E’ un documento che non richiama in alcun modo la trascendenza, Dio non c’è nel profluvio di analisi sui “progressi e fallimenti” delle Conferenze sul clima. Il Papa poi si fa esperto di climatologia e avverte (paragrafo 8) che “la mancanza di informazioni porta a identificare le grandi proiezioni climatiche riguardano periodi lunghi – si tratta almeno di decenni – con le previsioni meteorologiche che possono coprire al massimo qualche settimana. Quando parliamo di cambiamento climatico ci riferiamo a una realtà globale – con costanti variazioni locali – che persiste per diversi decenni”. Ma è anche un documento che di rigoroso non ha nulla: Francesco scrive (paragrafo 13) che “la coincidenza di questi fenomeni climatici globali con la crescita accelerata delle emissioni di gas serra, soprattutto a partire dalla metà del XX secolo, non può essere nascosta”. Fonti? “La stragrande maggioranza degli studiosi del clima sostiene questa correlazione e solo una minima percentuale di essi tenta di negare tale evidenza”. Rimando a una nota, a un testo, a un’evidenza scritta? Nessuna. Pourparler da talk-show. Non sono ammesse repliche nella riflessione di Bergoglio: è così e basta e “l’evoluzione delle temperature medie della superficie non può essere spiegata senza l’effetto dell’aumento dei gas serra”. Seguono ragionamenti su “l’acidificazione e la riduzione dell’ossigeno”, con il monito sul fatto che “le altre creature di questo mondo hanno smesso di esserci compagne di viaggio e sono diventate nostre vittime” (par. 15). Qua e là spuntano accenti di terzomondismo e peronismo d’antan: “Speriamo che quanti interverranno siano strateghi capaci di pensare al bene comune e al futuro dei loro figli, piuttosto che agli interessi di circostanza di qualche paese o azienda. Possano così mostrare la nobiltà della politica e non la sua vergogna. Ai potenti oso ripetere questa domanda: ‘Perché si vuole mantenere oggi un potere che sarà ricordato per la sua incapacità di intervenire quando era urgente e necessario farlo?’” (par. 60).
 

E quando si tratta di citare esplicitamente uno di questi paesi “peccatori”, il Papa lo fa: gli Stati Uniti, l’ossessione del primo Pontefice venuto dal sud del mondo: “Se consideriamo le emissioni pro capite negli Stati Uniti sono circa il doppio di quelle di un abitante della Cina e circa sette volte maggiori rispetto alla media dei paesi più poveri, possiamo affermare che un cambiamento diffuso dello stile di vita irresponsabile legato al modello occidentale avrebbe un impatto significativo a lungo termine” (par. 72). La Cina come esempio di responsabilità in campo ecologico, dunque. Ventisette citazioni su quarantatré sono di documenti di Papa Francesco, l’unico altro Pontefice richiamato in una nota a piè di pagina è Paolo VI (il suo discorso alla Fao del 1970). Il resto consiste in documenti dell’Onu e di altre organizzazioni dedite alla causa ambientalista. Una volta, paradossalmente, viene richiamato pure Solov’ëv, e proprio per il suo racconto dell’Anticristo. Chissà cosa avrebbe pensato oggi il grande filosofo e teologo russo. Soprattutto sulla colpevolizzazione dell’uomo: “Lo scioglimento dei poli non può essere invertito per centinaia di anni. Per quanto riguarda il clima, ci sono fattori che permangono a lungo, indipendentemente dagli eventi che li hanno scatenati.
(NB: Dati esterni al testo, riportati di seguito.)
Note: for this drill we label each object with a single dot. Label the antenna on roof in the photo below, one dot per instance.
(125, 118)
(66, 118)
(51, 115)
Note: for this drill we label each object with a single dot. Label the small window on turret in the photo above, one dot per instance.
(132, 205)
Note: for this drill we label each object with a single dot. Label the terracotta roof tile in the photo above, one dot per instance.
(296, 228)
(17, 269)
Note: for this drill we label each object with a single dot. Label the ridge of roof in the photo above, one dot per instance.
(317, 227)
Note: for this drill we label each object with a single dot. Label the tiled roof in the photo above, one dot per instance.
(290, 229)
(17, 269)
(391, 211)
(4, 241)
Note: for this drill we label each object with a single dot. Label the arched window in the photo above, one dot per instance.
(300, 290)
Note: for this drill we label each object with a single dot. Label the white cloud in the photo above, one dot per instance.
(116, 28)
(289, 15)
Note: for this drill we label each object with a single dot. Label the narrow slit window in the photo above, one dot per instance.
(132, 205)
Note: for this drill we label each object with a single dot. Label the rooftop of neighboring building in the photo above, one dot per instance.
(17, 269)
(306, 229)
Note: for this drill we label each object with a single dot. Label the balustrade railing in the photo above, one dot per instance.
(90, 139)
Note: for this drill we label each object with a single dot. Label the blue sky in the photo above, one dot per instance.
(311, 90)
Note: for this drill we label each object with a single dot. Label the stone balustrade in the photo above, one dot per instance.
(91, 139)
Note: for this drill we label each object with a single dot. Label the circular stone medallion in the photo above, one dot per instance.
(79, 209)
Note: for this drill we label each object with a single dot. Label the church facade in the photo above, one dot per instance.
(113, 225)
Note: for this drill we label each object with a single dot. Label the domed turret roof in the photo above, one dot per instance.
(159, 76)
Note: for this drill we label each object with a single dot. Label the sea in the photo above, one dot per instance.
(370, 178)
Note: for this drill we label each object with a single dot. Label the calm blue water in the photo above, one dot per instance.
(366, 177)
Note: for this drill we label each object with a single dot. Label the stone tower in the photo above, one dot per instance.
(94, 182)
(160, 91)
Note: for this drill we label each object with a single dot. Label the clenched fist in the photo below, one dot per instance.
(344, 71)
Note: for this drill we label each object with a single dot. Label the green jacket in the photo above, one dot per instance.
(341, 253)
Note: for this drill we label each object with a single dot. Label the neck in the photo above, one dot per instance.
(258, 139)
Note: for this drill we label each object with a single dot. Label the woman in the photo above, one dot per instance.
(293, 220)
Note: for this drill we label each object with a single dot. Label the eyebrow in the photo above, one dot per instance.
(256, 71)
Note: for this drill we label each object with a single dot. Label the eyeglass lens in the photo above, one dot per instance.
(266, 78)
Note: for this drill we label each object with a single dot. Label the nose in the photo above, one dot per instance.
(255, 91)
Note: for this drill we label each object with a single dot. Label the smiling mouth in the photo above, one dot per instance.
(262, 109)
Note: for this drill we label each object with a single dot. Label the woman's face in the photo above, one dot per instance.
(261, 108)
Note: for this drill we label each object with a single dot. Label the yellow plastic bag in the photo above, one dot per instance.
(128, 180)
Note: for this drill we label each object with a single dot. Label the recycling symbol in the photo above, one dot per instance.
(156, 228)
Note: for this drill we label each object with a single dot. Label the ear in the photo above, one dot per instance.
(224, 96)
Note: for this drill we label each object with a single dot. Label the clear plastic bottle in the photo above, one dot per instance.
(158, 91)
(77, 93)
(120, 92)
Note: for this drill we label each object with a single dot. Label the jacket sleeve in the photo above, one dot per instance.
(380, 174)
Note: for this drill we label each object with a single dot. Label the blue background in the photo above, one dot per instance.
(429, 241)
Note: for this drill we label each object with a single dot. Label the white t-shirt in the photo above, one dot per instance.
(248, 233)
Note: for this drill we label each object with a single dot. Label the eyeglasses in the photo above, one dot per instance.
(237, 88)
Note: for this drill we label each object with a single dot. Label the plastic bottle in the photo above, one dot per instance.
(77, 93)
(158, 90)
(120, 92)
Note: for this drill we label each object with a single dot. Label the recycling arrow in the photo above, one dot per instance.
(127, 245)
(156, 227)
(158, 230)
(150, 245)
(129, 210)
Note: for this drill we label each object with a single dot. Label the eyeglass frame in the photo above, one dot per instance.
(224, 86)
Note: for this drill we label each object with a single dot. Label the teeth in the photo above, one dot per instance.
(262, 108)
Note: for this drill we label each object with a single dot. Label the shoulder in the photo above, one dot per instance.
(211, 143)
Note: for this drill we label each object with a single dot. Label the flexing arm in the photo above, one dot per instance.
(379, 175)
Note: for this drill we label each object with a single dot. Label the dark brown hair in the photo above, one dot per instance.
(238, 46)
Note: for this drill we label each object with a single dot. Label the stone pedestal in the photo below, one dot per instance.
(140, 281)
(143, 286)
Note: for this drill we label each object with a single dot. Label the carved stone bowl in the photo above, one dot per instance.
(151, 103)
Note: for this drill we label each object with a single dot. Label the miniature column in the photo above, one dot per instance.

Per questo motivo, non possiamo più fermare gli enormi danni che abbiamo causato. Siamo appena in tempo per evitare danni ancora più drammatici” (par. 16). Quindi, l’immagine un po’ esotica che spesso si porta: “Un ambiente sano è anche il prodotto dell’interazione dell’uomo con l’ambiente, come avviene nelle culture indigene e come è avvenuto per secoli in diverse regioni della Terra. I gruppi umani hanno spesso ‘creato’ l’ambiente” (par. 27).

 

Ieri mattina, intanto, sul sagrato di Piazza San Pietro è stata celebrata la messa d’apertura del Sinodo, i cui lavori sono iniziati nel pomeriggio. Dopo l’intervento di Francesco, che ha ribadito come al centro ci debba essere lo Spirito e non le ideologie (“Non è un Parlamento!”, ha ribadito), hanno preso la parola il segretario generale, il cardinale Mario Grech, e il relatore generale, il cardinale Jean-Claude Hollerich. Quest’ultimo ha concluso il suo intervento illustrando il percorso che attende la Chiesa: “Il mio auspicio è che durante questo mese di lavoro possiamo elaborare una road map per l’anno prossimo, da affidare poi al Santo Padre. Idealmente, questa road map dovrebbe indicare i punti in cui sentiamo che è stato raggiunto un consenso tra di noi e soprattutto all’interno del Popolo di Dio, identificando i possibili passi da intraprendere come risposta alla voce dello Spirito. Ma dovrebbe anche dire dove è necessaria una riflessione più profonda e che cosa potrebbe favorirla”.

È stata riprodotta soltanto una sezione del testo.